Initialize the simulation

Fluid made of argon atoms in a cubic box.
Fluid made of argon atoms in a cubic box.

Here, the InitializeSimulation class is completed. This class is used to prepare the simulation box and populate it randomly with atoms. Improve the previously created InitializeSimulation class as follows:

class InitializeSimulation(Prepare, Utilities):
    def __init__(self,
                box_dimensions,  # List - Angstroms
                cut_off, # Angstroms
                initial_positions=None,  # Array - Angstroms
                neighbor=1, # Integer
                *args,
                **kwargs,
                ):
        super().__init__(*args, **kwargs)
        self.box_dimensions = box_dimensions
        self.cut_off = cut_off
        self.neighbor = neighbor
        self.step = 0 # initialize simulation step
        self.initial_positions = initial_positions

Several parameters are provided to the InitializeSimulation class:

  • The box dimensions, which is a list with 3 elements. Each element of the list corresponds to a dimension of the box in Ångström in the \(x\), \(y\), and \(z`\) directions, respectively.

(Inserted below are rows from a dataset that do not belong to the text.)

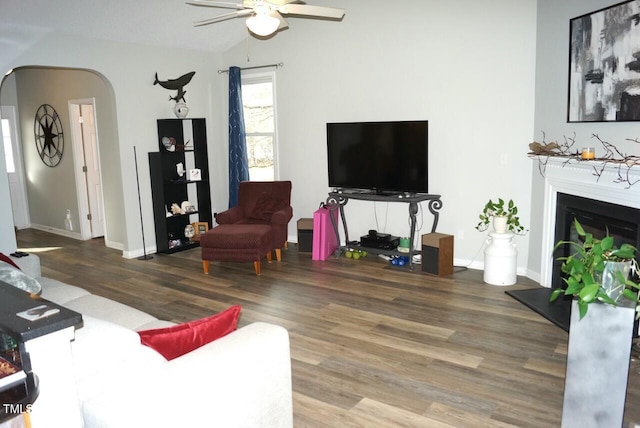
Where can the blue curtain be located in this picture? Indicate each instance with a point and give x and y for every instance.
(238, 162)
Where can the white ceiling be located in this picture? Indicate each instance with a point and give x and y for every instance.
(149, 22)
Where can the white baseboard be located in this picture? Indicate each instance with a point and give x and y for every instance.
(54, 230)
(138, 252)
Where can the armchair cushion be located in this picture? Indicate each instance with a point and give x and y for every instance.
(178, 340)
(266, 205)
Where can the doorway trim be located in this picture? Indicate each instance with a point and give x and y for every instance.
(79, 164)
(20, 195)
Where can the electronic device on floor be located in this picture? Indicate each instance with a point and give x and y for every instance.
(381, 241)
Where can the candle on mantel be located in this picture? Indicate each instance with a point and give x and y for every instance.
(588, 153)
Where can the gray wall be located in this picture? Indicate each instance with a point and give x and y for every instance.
(52, 191)
(467, 67)
(129, 69)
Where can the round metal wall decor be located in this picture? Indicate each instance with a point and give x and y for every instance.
(49, 136)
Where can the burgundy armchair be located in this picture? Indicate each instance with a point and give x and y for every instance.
(262, 202)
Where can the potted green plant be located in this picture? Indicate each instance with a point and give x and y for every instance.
(504, 216)
(598, 271)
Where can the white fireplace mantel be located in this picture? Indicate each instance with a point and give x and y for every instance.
(578, 178)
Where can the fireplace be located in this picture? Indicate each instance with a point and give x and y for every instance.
(596, 217)
(572, 188)
(600, 201)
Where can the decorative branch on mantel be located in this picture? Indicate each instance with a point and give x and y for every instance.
(623, 162)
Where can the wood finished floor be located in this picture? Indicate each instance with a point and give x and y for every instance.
(371, 345)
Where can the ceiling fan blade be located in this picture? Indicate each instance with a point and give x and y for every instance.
(215, 4)
(282, 2)
(307, 10)
(283, 22)
(224, 17)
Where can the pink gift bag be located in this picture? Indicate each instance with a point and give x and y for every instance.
(325, 241)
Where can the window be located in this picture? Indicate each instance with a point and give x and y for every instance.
(8, 150)
(260, 125)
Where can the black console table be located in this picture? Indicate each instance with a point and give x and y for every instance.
(338, 199)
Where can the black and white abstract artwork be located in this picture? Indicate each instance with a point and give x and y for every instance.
(604, 65)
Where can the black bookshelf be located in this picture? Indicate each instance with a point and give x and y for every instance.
(168, 187)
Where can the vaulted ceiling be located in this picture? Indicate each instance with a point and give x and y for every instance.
(150, 22)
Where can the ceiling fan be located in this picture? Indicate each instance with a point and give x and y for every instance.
(265, 16)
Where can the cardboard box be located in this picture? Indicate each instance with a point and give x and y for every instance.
(437, 254)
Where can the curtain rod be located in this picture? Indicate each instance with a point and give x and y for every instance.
(258, 66)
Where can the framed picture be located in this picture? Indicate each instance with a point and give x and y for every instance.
(195, 174)
(604, 65)
(201, 227)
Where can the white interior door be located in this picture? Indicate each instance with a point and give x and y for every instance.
(15, 167)
(87, 161)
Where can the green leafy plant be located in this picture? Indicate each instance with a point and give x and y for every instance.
(500, 209)
(584, 268)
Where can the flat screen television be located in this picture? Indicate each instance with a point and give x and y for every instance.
(384, 157)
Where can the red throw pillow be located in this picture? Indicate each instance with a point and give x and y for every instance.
(181, 339)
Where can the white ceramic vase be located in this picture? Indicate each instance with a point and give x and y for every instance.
(181, 110)
(500, 224)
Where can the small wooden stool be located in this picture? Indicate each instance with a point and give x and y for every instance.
(237, 243)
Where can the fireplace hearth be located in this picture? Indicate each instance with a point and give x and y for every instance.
(600, 203)
(596, 217)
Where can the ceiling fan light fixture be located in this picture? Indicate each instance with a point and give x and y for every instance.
(263, 25)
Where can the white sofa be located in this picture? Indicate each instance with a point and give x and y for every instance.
(240, 380)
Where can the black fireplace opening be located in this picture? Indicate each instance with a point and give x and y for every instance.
(596, 217)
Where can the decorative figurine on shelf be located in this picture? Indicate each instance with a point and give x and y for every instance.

  • The cutoff \(r_\text{c}\) for the potential interaction.

  • Optionally, initial positions for the atoms can be provided as an array of length corresponding to the number of atoms. If initial_positions is set to None, positions will be randomly assigned to the atoms (see below).

  • The neighbor parameter determines the interval between recalculations of the neighbor lists. By default, a value of 1 is used, meaning that the neighbor list will be reconstructed every step. In certain cases, this number may be increased to reduce computation time.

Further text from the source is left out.